Walking along La Plage du Boucanet from La Grande-Motte to Le Grau-du-Roi,
you come across an abandoned site populated by the shells of concrete buildings. At first, all you can see behind the low dunes and their retaining fences are the rooflines. Soon there appears a hint of graffiti, so you step closer.
This is the month in which Ursula K Le Guin died, an author I have often been recommended, but have never read. My science fiction reading is limited. To the extent it exists at all, it is the world of Nevil Shute's 'On the Beach', John Wyndham's 'The Day of the Triffids' and Ultravox's 'Dancing with Tears in Your Eyes'. So I know there is a post-apocalyptic world out there and it's lurking behind these dunes, and this is the week it found me. Better get reading.
It's a world of sylphidine figures emerging from the walls, missing eyes and limbs, consumed by empty doorways and windows; it's a place where the vegetation, starved of affection and care and water, reaches out to the lifeless structures; where the interior world is bereft, an exposed wound, waiting for its demise.

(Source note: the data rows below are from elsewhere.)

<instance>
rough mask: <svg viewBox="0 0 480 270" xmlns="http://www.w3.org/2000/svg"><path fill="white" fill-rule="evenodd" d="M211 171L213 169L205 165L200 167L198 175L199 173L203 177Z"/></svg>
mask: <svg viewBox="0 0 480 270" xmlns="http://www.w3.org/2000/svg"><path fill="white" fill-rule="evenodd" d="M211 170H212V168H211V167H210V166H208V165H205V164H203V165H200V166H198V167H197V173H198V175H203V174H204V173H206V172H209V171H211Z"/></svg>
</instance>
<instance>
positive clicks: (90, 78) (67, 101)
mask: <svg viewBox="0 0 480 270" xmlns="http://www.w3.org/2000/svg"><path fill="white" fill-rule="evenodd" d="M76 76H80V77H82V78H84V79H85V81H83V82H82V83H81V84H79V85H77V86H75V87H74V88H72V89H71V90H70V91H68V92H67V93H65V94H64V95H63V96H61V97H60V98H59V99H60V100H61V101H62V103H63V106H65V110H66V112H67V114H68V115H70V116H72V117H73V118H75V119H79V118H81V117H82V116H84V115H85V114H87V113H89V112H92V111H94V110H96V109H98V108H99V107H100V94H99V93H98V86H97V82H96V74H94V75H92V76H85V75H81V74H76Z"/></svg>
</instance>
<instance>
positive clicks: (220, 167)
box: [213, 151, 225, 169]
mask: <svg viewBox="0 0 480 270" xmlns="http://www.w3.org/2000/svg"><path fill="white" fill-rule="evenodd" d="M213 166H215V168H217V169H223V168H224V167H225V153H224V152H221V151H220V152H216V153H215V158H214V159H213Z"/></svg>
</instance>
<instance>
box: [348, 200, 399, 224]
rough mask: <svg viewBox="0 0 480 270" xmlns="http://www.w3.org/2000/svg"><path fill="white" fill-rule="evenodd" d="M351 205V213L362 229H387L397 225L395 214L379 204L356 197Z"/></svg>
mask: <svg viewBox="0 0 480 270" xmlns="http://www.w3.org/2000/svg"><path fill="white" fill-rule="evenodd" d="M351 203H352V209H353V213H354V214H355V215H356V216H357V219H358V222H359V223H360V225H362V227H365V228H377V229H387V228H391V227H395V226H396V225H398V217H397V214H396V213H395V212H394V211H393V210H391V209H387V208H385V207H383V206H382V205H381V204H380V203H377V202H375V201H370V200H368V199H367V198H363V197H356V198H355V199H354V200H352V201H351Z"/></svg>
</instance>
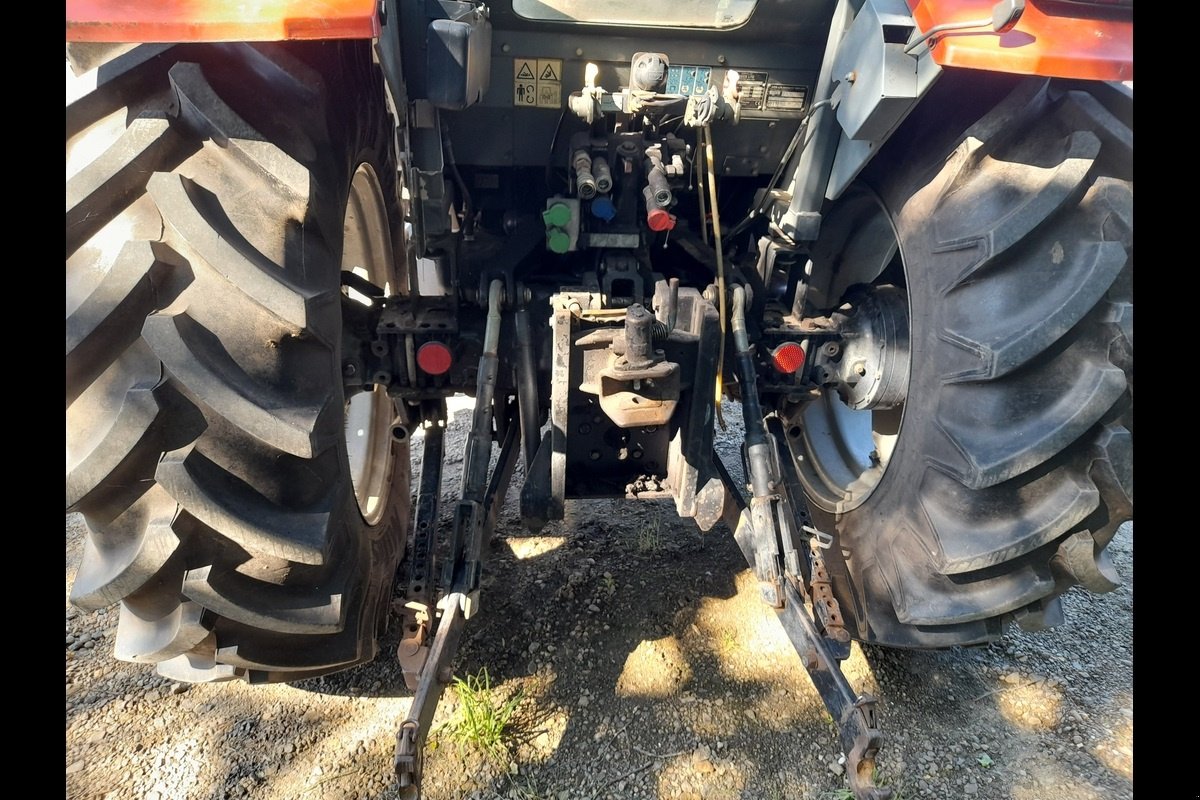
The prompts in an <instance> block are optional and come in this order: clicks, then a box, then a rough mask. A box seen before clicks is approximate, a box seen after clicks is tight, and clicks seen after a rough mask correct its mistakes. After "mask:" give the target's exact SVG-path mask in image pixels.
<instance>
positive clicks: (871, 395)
mask: <svg viewBox="0 0 1200 800" xmlns="http://www.w3.org/2000/svg"><path fill="white" fill-rule="evenodd" d="M834 320H835V321H836V323H838V327H839V330H840V331H841V337H840V338H839V339H834V341H828V342H826V343H824V344H822V345H820V347H818V348H816V355H815V356H814V357H812V379H814V380H815V381H816V383H818V384H820V385H821V386H822V390H821V392H820V395H818V396H817V397H816V398H815V399H812V401H810V402H808V403H806V404H805V405H804V408H803V409H802V410H800V413H799V414H800V425H797V426H793V427H792V428H791V429H790V437H791V439H792V446H793V447H794V450H796V451H797V453H798V462H797V468H798V474H799V479H800V482H802V483H803V485H804V488H805V491H806V493H808V495H809V499H810V501H811V503H814V504H815V505H817V506H818V507H821V509H823V510H826V511H830V512H836V513H844V512H846V511H850V510H852V509H856V507H858V506H859V505H862V504H863V503H864V501H865V500H866V498H868V497H870V494H871V492H874V491H875V487H876V486H878V483H880V480H881V479H882V477H883V473H884V470H886V469H887V465H888V462H889V461H890V458H892V451H893V450H894V449H895V445H896V441H898V439H899V434H900V423H901V420H902V416H904V403H905V398H906V396H907V391H908V365H910V347H908V300H907V296H906V295H905V293H904V290H901V289H899V288H896V287H892V285H884V287H874V288H871V289H869V290H868V291H865V293H864V294H862V295H859V297H858V299H857V300H856V301H854V302H853V303H852V307H851V308H850V309H848V311H846V312H844V313H839V314H834Z"/></svg>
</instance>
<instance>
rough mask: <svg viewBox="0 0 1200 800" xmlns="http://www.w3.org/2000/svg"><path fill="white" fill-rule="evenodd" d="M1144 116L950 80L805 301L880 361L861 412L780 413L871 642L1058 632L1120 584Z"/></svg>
mask: <svg viewBox="0 0 1200 800" xmlns="http://www.w3.org/2000/svg"><path fill="white" fill-rule="evenodd" d="M1127 110H1132V95H1130V96H1121V95H1120V92H1117V91H1112V88H1108V86H1096V88H1087V86H1085V85H1078V84H1064V83H1058V82H1054V80H1044V79H1014V78H1006V77H1002V76H991V77H988V76H982V74H979V73H974V74H971V73H961V74H953V73H947V74H946V76H944V77H943V78H942V80H941V82H940V83H938V84H937V85H935V88H934V90H932V92H931V94H930V96H928V97H926V98H925V100H923V101H922V104H920V106H919V107H918V109H917V112H916V113H914V115H913V118H911V119H910V120H908V121H907V122H906V124H905V126H904V128H902V130H901V131H900V132H899V133H898V136H896V137H895V138H894V139H893V140H892V142H889V143H888V145H887V148H886V149H884V150H883V151H882V152H881V154H880V156H878V157H877V158H876V160H875V161H874V162H872V164H871V166H870V167H869V169H868V170H866V172H865V173H864V175H863V176H862V179H860V180H859V181H858V182H857V184H856V185H854V186H853V187H852V188H851V190H850V191H848V192H847V193H846V194H845V197H844V198H841V199H840V200H839V201H838V203H836V204H835V205H834V206H833V207H830V209H829V210H828V212H827V215H826V219H824V223H823V225H822V239H821V240H820V241H818V245H817V247H816V248H815V252H814V254H812V260H814V275H815V276H820V277H821V278H822V279H817V281H814V285H812V290H811V291H810V299H816V300H817V303H818V307H822V308H824V309H826V311H827V312H832V311H833V309H836V308H838V307H839V306H841V305H842V303H844V302H850V303H851V307H856V306H857V308H858V311H852V312H851V319H852V320H853V319H854V315H856V314H858V315H859V329H860V330H868V329H869V330H871V331H872V332H874V333H875V335H876V337H875V339H874V342H875V345H876V349H875V350H871V348H863V347H862V345H860V344H858V345H854V347H857V348H858V349H857V350H856V351H854V355H853V357H856V359H860V361H858V362H856V365H854V368H856V372H857V374H860V375H864V378H863V381H864V383H863V384H860V385H859V386H858V387H857V389H856V392H857V396H854V397H850V398H848V399H847V393H846V391H845V390H844V391H842V392H840V393H839V392H836V391H834V390H832V389H830V390H828V391H824V393H823V395H821V397H820V398H817V399H815V401H812V402H808V403H804V404H797V405H791V407H786V408H784V409H781V411H782V416H784V419H785V427H784V431H785V432H786V434H785V438H786V439H787V446H788V449H790V450H791V453H790V456H791V458H792V459H793V463H796V464H797V465H798V467H799V476H800V480H802V483H803V485H804V488H805V493H806V495H808V499H809V506H810V509H811V512H812V516H814V523H815V525H816V527H817V528H818V529H821V530H826V531H828V533H830V534H833V535H834V537H835V540H836V546H835V547H834V548H832V551H830V553H829V555H828V557H827V560H829V561H832V564H830V572H832V573H833V581H834V591H835V595H836V597H838V599H839V602H840V606H841V610H842V613H844V616H845V618H846V620H847V627H848V628H850V630H851V631H852V633H853V634H854V636H856V637H857V638H859V639H862V640H865V642H875V643H881V644H886V645H896V646H916V648H937V646H949V645H955V644H971V643H980V642H986V640H990V639H995V638H996V637H998V636H1000V633H1001V631H1002V630H1003V628H1004V626H1006V625H1007V624H1008V622H1009V621H1014V620H1015V621H1018V622H1020V624H1022V625H1024V626H1026V627H1042V626H1046V625H1051V624H1055V622H1056V621H1058V620H1060V619H1061V618H1062V610H1061V604H1060V602H1058V600H1057V599H1058V596H1060V595H1061V594H1062V593H1063V591H1066V590H1067V589H1068V588H1069V587H1072V585H1075V584H1082V585H1084V587H1086V588H1088V589H1092V590H1100V591H1103V590H1109V589H1112V588H1115V585H1117V583H1118V578H1117V576H1116V575H1115V573H1114V571H1112V569H1111V565H1110V563H1109V561H1108V558H1106V555H1105V553H1104V548H1105V546H1106V545H1108V543H1109V541H1110V540H1111V539H1112V536H1114V534H1115V533H1116V529H1117V527H1118V525H1120V524H1121V523H1122V522H1124V521H1127V519H1130V518H1132V516H1133V474H1132V427H1133V422H1132V407H1133V327H1132V325H1133V302H1132V301H1133V297H1132V272H1133V206H1132V200H1133V182H1132V175H1130V169H1132V155H1133V134H1132V131H1130V127H1129V122H1128V116H1127V114H1126V112H1127ZM948 120H949V125H948ZM954 120H958V124H956V125H955V122H954ZM864 299H870V300H864ZM865 317H870V319H871V320H874V321H864V320H863V319H862V318H865ZM905 327H906V330H905ZM847 342H848V339H847ZM847 347H850V345H847ZM846 357H851V356H850V355H846ZM905 373H907V374H905ZM876 379H877V380H878V383H877V384H871V383H870V381H872V380H876ZM898 387H899V392H898V391H896V389H898ZM872 391H874V392H875V395H874V397H875V401H872V399H871V397H872V396H871V392H872ZM889 398H890V401H889ZM893 401H899V402H893ZM847 402H851V403H852V404H853V403H857V404H858V407H859V410H853V409H851V408H850V405H847ZM872 402H877V404H876V405H875V407H874V408H871V403H872Z"/></svg>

Returning to the beach, you realize the seemingly eccentric picnic, guarded over by the bald biker who checked out the stranger wandering amongst the buildings, is more likely a wedding, styled with found objects and strange outfits, a guest list of survivors; a wedding whose protagonists are a modern couple in spite of their dress, hoping for happiness but offering little hope for humanity's survival - without the hairless biker, that is.
As you turn away, there's a young boy flying his kite, lifting it over the thatched roofs of beach huts, and you realize you have stepped back into a world of sunny January Sundays and walkers and dogs and dog-sh.....
As it turns out, the site is an abandoned hospital, turned over to nature in a sad commentary on human ingenuity: it contains asbestos, making the buildings not only unusable, but the site too expensive to safely redevelop. Some playground.
And on a happier note, winters are not only crisp sunny days, but delicious bitter salads.
Peel and slice
two or three blood oranges, saving the juice that runs free to make a vinaigrette by adding your favourite sweet or savoury condiment such as pomegranate molasses or a flavoured syrup; add sugar to taste, salt, pepper and olive oil.
some very thinly sliced red onion in lime juice and a little sugar for an hour.
a small head of trevise into a shallow wide bowl; add the pickled onion and orange to the bitter leaves, drizzle with vinaigrette - and take a photo or two or three as you eat!